CANANDAIGUA — More than 70 people gathered on the sunlit lawn outside 120 N. Main St. June 5 for a ribbon-cutting ceremony that marked the opening of the new Canandaigua Churches In Action facility.
“I do many ribbon cuttings, but I’ve never, ever been at a ribbon cutting that had so many people,” Canandaigua Mayor Ellen Polimeni noted before snipping the ribbon with her golden scissors. “I think it speaks to the purpose of being here. To me, it says that Canandaigua is a special place, a special spot. It’s a place where people come together and work together.”
Canandaigua Churches In Action is all about people and churches working together, Deacon Claude Lester later said in an interview with the Catholic Courier. Deacon Lester is CCIA’s interim team leader and also is faith-formation director at St. Mary Parish.
The new CCIA initiative has brought St. Mary together with several other local congregations that have decided to combine some of their social-ministry and outreach services to efficiently serve more people, Deacon Lester said.
As part of this collaboration, the individual congregations’ food pantries will soon be merged into one and will be headquartered in Thompson Cooperative, which is located in the basement level of the former F.F. Thompson Hospital building. Rural Opportunities Inc., which owns the building, leases the basement level to nonprofit organizations, and the rest of the building is used for senior housing, said Sue Kruspe, property manager for Rural Opportunities.
Thompson Cooperative was a desirable location for the new CCIA offices and food pantry because it is handicapped-accessible and conveniently located on Main Street and a bus line, she added.
St. Mary’s Food Cupboard — now known as the CCIA food pantry — moved into its new space in the cooperative several weeks ago and soon will be joined by volunteers and resources from the other church-run food cupboards, said Fay Connelly, a coordinator of St. Mary’s Food Cupboard.
In 2005, the food cupboard and its 19 volunteers provided food for 1,420 households, including 1,207 children and 227 senior citizens, Connelly said. Volunteers usually distribute at least 120 bags of food each month, which is a drastic increase from the six bags of food distributed each month when the cupboard opened in 1998, she noted.
The CCIA food pantry is currently open Saturdays from 10 a.m. until noon. With the addition of more volunteers and resources in the next few weeks, Connelly expects the pantry will be open two days a week by early July.
The St. Vincent de Paul Society, which had been housed at St. Mary Parish for decades, moved into the cooperative in March, added Glenna Renaud, a volunteer with the society. The society, which was founded in 1913, provides food vouchers and clothing for those in need.

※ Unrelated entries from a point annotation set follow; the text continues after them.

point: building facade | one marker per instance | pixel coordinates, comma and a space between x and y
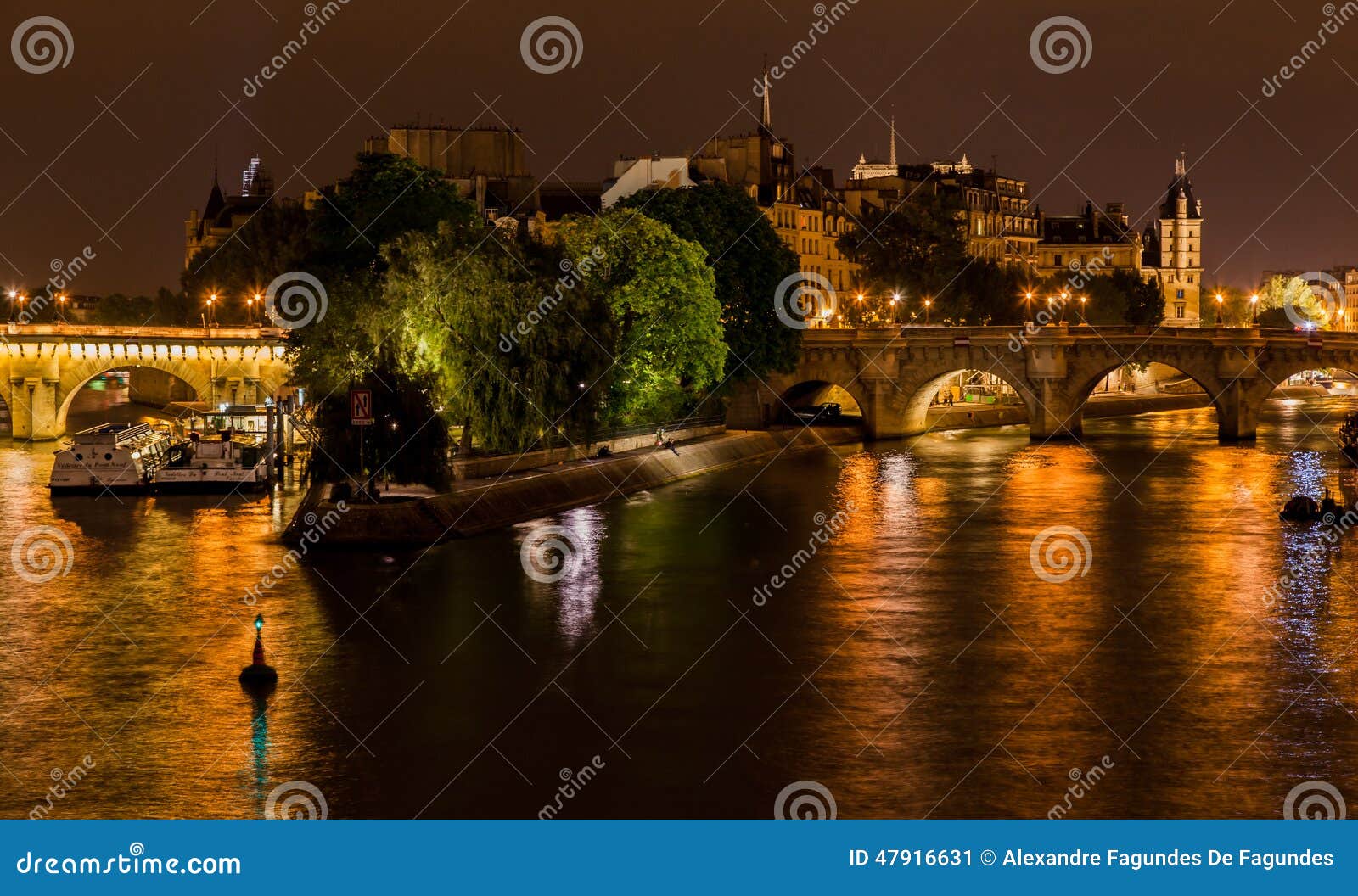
1095, 242
222, 215
998, 221
1172, 250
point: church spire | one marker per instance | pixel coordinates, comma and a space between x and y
767, 110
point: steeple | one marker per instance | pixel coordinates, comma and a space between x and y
767, 112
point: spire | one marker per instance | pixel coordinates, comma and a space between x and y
767, 112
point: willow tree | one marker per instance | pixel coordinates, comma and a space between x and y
665, 339
513, 350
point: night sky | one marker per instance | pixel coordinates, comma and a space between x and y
1278, 182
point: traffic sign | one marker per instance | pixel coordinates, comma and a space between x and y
360, 406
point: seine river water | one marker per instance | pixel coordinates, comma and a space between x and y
916, 665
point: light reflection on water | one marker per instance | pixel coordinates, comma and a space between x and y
916, 664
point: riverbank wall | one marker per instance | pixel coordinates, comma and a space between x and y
473, 508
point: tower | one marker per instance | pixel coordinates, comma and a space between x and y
1174, 250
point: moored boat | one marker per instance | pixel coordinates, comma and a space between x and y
119, 458
216, 463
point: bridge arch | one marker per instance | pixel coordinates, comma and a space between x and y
921, 384
76, 377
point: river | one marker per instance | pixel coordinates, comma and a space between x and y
914, 665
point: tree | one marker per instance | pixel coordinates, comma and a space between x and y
1290, 302
660, 296
749, 261
356, 341
513, 348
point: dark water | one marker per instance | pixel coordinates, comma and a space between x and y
448, 683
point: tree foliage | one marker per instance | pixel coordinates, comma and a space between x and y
660, 296
749, 261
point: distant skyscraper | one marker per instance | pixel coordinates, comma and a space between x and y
255, 180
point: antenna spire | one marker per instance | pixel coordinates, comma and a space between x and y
767, 110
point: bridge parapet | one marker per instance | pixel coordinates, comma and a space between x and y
894, 372
44, 366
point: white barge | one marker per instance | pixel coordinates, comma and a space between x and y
120, 458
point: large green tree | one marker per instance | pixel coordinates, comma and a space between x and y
749, 261
513, 350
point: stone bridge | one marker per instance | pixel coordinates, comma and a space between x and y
44, 366
895, 372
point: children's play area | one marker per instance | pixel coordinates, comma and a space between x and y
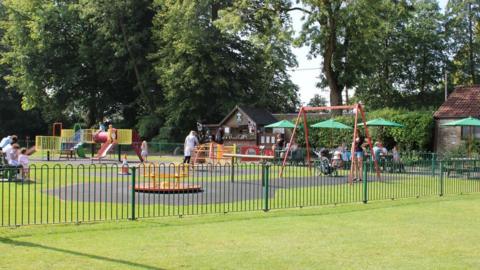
63, 184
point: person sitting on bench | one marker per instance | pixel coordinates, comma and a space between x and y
12, 155
23, 161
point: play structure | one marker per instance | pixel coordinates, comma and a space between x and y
357, 109
166, 182
213, 153
70, 143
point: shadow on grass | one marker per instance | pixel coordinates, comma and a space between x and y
9, 241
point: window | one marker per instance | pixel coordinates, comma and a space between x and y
466, 132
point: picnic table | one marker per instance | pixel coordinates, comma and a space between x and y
462, 166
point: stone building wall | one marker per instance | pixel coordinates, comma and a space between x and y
446, 138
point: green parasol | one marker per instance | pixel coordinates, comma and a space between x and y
281, 124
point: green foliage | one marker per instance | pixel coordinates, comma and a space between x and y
148, 126
391, 52
462, 27
317, 101
205, 71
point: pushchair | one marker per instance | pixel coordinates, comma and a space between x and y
323, 163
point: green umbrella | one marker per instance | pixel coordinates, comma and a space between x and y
465, 122
330, 124
380, 122
281, 124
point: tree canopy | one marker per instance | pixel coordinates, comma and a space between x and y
162, 65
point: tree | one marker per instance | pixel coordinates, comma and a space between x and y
68, 59
400, 64
206, 69
462, 25
317, 101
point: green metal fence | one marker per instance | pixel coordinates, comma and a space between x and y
65, 193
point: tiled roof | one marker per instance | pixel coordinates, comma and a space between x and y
258, 115
463, 102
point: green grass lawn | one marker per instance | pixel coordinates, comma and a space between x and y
31, 203
432, 233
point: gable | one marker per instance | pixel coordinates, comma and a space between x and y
463, 102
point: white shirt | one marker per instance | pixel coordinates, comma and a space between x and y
23, 161
5, 141
190, 143
11, 157
7, 149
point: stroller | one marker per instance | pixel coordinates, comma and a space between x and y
323, 163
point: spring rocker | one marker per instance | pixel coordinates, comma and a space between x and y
213, 153
170, 182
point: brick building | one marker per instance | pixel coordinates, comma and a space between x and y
462, 103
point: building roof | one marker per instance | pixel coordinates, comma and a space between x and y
463, 102
261, 117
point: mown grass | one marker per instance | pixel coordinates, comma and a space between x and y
432, 233
35, 203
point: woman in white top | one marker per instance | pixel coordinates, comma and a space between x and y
144, 152
190, 142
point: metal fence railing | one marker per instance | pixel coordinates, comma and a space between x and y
65, 193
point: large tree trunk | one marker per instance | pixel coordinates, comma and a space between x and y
470, 45
328, 69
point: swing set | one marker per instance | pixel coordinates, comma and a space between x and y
357, 109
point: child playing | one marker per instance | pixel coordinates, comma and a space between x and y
23, 161
144, 153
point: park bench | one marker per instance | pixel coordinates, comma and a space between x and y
7, 172
461, 166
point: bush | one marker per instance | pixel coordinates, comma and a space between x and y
416, 135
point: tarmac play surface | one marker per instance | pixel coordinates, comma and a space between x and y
212, 191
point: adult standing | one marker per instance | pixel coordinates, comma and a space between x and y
358, 158
8, 149
190, 142
219, 136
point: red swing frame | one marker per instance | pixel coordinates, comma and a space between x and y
357, 108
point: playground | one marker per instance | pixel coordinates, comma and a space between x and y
63, 185
405, 234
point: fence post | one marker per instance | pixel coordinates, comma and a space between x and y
119, 148
365, 180
441, 179
265, 182
232, 173
433, 164
134, 170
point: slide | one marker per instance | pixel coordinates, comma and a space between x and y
79, 150
137, 144
102, 153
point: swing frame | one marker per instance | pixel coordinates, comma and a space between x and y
358, 109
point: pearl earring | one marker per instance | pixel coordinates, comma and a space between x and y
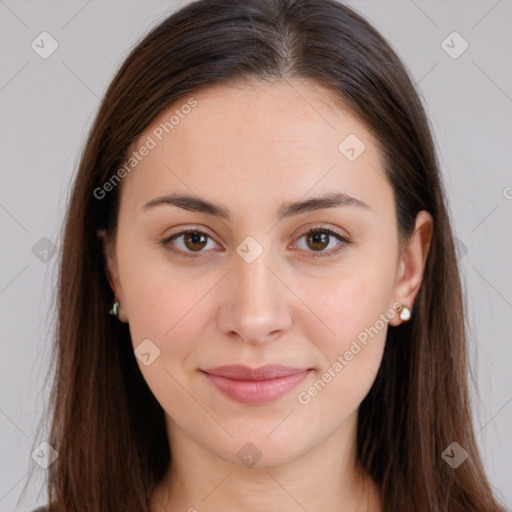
404, 312
115, 309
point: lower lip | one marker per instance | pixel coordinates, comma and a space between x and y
257, 391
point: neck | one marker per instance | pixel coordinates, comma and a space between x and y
326, 477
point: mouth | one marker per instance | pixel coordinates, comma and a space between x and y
255, 385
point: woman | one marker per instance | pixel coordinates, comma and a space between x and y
259, 207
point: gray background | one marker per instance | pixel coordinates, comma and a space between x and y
47, 106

Crosswinds Downtown — an outreach effort of Canandaigua’s Crosswinds Wesleyan Church — and a small, satellite office of Catholic Charities of the Finger Lakes also recently moved into Thompson Cooperative, Deacon Lester said.
The idea for CCIA was born in March 2005, when Deacon Lester and social-ministry volunteers from St. Mary decided to survey parishioners to learn what they thought were the community’s most critical needs.
“As staff liaison to social ministry and its standing committees I had asked that we spend some time to not only examine the effectiveness of all the many aspects the group was already involved in, but also to consider if there might be other areas of need unaddressed at present,” Deacon Lester said.
Deacon Lester was so excited about the survey that he talked about it during one of his monthly meetings with representatives from other community outreach organizations.
“I shared it only because of my personal enthusiasm. What happened, though, was a common enthusiasm among us in the idea of receiving input from an even larger base than St. Mary’s folks,” he said.
Encouraged by his colleagues’ support, Deacon Lester said he took the proposed survey to the Canandaigua Clergy Association, whose members also liked the idea. In May 2005, nine Canandaigua churches distributed the survey to their members, and eventually 1,200 completed surveys were returned to Deacon Lester, who had agreed to compile the results in a database.
When the surveys began to come in, Deacon Lester at first put results from each church into a separate database with the intention of later merging them into one. He had expected each faith community to have at least slightly differing views about which of the community’s needs were most important.
“The goosebump-raising experience began when I realized that these two first church communities (to return the surveys) had exactly the same profile, from top to eighth priority,” Deacon Lester recalled. ‘Spine-tingling goosebumps emerged when the third, fourth (and up) to the last parish had identical profiles. God was powerfully at work in the Canandaigua community.”
Each faith community ranked the community’s health and medical needs as the top priority, with feeding the hungry and providing support for parents and families ranking second and third, respectively. In June 2005 representatives from the churches gathered, reviewed the survey results and formed work teams for the top three priorities.
The new CCIA office and food pantry are some of the first physical signs of this collaboration. Deacon Lester said he and his fellow CCIA members hope to spend the next year exploring other ways of working together.
“Part of the dynamic of this one-year working model is to be open to what presents itself,” he said. “This is very much a common spiritual journey we are all on. God had provided only green lights during this last year. We will continue to read the signposts presented to us.”